There will be many programs being aired this week to commemorate this achievement. However, you will not be able to see the video of the landing that I viewed on television back in 1969. NASA has lost the original moon walk tapes. A team of retired NASA employees and contractors tried to find the tapes in the early 2000s but were unable to do so. The researchers concluded that the tapes containing the raw unprocessed Apollo 11 SSTV signal were erased and reused by NASA in the early 1980s, following standard procedure at the time. This has given conspiracy theorists reason to doubt the validity of the Moon landing.

So much for data retention policies. However, I am not about to cast stones. When I went to search for the photos that I took 50 years ago to post in this blog, I could not find them in the shoe boxes in my closet. (If only I had an iphone back then to records these once in a life time events. I would be able to find them in the cloud)

This story has several lessons.

  1. The most important is that we need to set bold goals to galvanize people into action and accelerate results
  2. Have a data retention policy
  3. Conspiracy theories occur when government agencies lose things
  4. Clouds are better than shoe boxes for storing valuable documents.

#Hu'sPlace
#Blog
6 comments
1 view

Permalink

Comments

08-02-2019 00:35

Thank Bill. I commented on your blog post

08-01-2019 17:13

Hu, I love this personal recollection, and involvement in, the first Moon Landing. I wrote an article about it on my blog here: History of the 1st Moon Landing – Apollo 11: 50 Years Ago. It's something you never forget.

07-30-2019 12:34

The 1969 moon landing is probably one of my earliest memories.

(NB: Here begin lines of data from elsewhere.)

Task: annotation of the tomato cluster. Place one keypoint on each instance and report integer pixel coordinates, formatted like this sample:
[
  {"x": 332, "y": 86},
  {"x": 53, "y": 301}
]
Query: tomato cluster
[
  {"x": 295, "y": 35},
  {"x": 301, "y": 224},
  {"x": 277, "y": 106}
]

That what I saw then and understood later must have triggered my interest for Sci-Fi movies and technology.

Thanks for sharing.

07-19-2019 17:16

Hello Rebecca, thanks for sharing. Did you take any pictures at the time that you could share?

07-18-2019 22:52

Great story, Hu. Wonderful to have played a part.

I watched with my family, in our living room, like kids everywhere at the time.

07-18-2019 20:02

It is amazing that you were a part of and witness to a moment so important in our history. What memories the recollections from the lunar landing must bring to you. And, lucky for us, they inspired an article such as this. Thank you for sharing.